| HONG KONG/TAIPEI, June 19
HONG KONG/TAIPEI, June 19 CITIC Securities'
$1.25 billion agreement to buy brokerage CLSA from Credit
Agricole has hit a snag in Taiwan, according to people familiar
with the matter, as regulators resist the plan for a Chinese
company to own an entity on Taiwanese turf.
Nearly one year after China's state-backed CITIC Securities
agreed to buy the Asian brokerage from France's
Credit Agricole SA, the deal still awaits clearance
from Taiwan's Financial Supervisory Commission (FSC).
Taiwan contributes less than 5 percent to CLSA's overall
revenues, so a rejection by Taiwan would not kill the CITIC deal
or impact the asking price, one of the people added.
But a refusal by the FSC to allow CITIC's Taiwan leg of the
deal would fly in the face of a renewed pact to allow more
cross-straits partnerships between Taiwan and China, and would
likely once again create a business wedge between the two sides.
Ties between the two neighbours improved since late 2012,
one year after China-friendly President Ma Ying-jeou was
re-elected and that gave CITIC Securities the confidence that
the deal would get approval.
The CLSA stand-off shows the serious concerns that linger in
Taiwan of allowing China a stake in the local economy, a fear
that has scuppered several deals in the past and hangs over
other announced deals in the financial sector that have yet to
win regulatory clearance.
"Taiwan does not allow Chinese securities companies to buy a
securities firm here," one FSC official with direct knowledge of
the matter told Reuters.
"The most they can own is a 10-15 percent stake for an
un-listed brokerage. If CLSA sells its Taiwan business to a
Chinese company, that will not meet the regulation," the person
The deal has secured approvals from all regulators except
Taiwan's FSC, one of the people said.
A Credit Agricole spokeswoman said talks are ongoing with a
targeted closing of end-June. The FSC declined to comment.
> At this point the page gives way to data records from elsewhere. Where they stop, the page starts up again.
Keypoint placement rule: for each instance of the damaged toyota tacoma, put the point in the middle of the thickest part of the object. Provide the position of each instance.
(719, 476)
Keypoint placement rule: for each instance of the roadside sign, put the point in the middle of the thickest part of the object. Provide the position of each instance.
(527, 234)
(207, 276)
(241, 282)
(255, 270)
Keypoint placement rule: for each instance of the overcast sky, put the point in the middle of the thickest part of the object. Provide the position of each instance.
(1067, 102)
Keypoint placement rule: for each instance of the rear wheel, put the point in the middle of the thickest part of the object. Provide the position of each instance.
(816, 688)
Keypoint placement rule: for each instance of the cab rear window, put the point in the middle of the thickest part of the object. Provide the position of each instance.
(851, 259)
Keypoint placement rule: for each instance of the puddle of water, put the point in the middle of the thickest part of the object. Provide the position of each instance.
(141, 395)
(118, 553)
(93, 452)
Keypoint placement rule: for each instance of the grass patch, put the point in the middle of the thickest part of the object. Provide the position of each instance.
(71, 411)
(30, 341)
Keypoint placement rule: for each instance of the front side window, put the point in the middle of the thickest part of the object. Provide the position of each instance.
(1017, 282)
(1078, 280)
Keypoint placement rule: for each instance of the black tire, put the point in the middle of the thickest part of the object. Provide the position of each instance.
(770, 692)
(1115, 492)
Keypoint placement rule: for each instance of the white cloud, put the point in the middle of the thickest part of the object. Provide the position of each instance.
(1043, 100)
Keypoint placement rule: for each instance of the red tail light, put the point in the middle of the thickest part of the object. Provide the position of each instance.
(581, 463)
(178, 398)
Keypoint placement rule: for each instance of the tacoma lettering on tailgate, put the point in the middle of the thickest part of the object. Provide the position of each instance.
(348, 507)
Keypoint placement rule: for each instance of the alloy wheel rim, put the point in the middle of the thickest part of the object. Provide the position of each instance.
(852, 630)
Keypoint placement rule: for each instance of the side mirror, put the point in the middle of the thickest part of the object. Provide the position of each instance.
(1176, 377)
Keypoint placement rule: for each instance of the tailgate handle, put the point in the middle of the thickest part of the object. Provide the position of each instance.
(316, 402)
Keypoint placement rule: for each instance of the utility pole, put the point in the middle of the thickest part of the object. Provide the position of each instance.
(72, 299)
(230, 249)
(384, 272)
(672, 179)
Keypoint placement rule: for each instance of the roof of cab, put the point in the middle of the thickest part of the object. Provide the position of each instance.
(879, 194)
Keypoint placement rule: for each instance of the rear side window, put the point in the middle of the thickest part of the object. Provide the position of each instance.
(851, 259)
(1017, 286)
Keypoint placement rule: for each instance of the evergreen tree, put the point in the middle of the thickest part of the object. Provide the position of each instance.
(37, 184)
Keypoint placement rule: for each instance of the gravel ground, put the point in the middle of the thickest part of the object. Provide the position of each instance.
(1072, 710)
CITIC Securities said in a statement that regulatory
approval of the CLSA acquisition is in its final stages, without
commenting directly on the Taiwanese business. "We expect the
transaction to proceed according to our schedule," it said.
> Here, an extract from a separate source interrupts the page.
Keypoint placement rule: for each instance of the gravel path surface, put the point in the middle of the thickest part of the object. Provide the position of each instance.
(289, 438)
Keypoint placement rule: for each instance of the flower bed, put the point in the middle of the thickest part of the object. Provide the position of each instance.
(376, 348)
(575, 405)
People familiar with the matter, who declined to be
identified as the information is not public, said a deal could
be reached at the last minute.
Credit Agricole and CITIC announced the two-part deal last
July. CITIC agreed to buy 19.9 percent of CLSA and pledged to
buy the rest within months. The deal was conditional on securing
all regulatory approvals and set to close around mid-2013.
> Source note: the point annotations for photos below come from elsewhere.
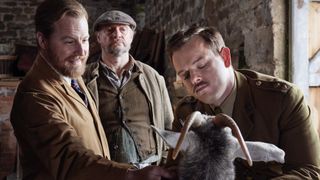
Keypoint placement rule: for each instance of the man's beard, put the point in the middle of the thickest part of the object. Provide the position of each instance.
(117, 50)
(65, 66)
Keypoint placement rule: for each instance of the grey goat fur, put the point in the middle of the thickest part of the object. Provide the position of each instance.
(208, 152)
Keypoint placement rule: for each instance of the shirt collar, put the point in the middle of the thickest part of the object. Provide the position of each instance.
(228, 104)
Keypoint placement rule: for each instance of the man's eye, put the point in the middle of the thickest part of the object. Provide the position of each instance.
(201, 66)
(186, 75)
(69, 42)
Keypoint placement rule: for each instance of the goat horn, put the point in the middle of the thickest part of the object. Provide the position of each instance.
(188, 123)
(222, 120)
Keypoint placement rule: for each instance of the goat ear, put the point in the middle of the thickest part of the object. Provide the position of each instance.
(261, 151)
(171, 138)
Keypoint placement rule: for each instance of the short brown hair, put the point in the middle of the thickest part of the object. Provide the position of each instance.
(209, 34)
(51, 11)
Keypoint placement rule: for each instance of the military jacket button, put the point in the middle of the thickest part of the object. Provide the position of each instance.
(258, 83)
With the Taiwan end of the deal lagging, Credit Agricole is
discussing alternatives, including splitting the Taiwan business
along research and sales trading lines, and offloading the sales
and trading business to a Taiwanese company, the person said.
"CLSA has told us they are studying a way to split their
Taiwan business. As long as they don't sell it to a Chinese
brokerage firm, that will meet Taiwan regulations and thus will
get an approval," the FSC source added.
In April, Taiwan agreed to ease rules to allow Chinese banks
to buy an up to 15 percent stake in local banks and permit more
Chinese firms to invest in its financial industry.
Following that announcement, Industrial and Commercial Bank
of China Ltd agreed to buy a 20 percent stake in the
banking arm of Taiwan's SinoPac Financial Holdings Co Ltd
for T$20 billion ($670 million). The deal is waiting
for regulatory clearance.
Deals that the FSC has scuppered include its blocking in
2010 of Primus Financial Holdings' bid for American
International Group's Taiwan unit on suspicion the deal
was funded by China-backed entities.
CLSA was founded in 1986 by Jim Walker and Gary Coull, two
former journalists. It operates from 20 cities in Asia as well
as in the UK and the United States, employing 1,500 people.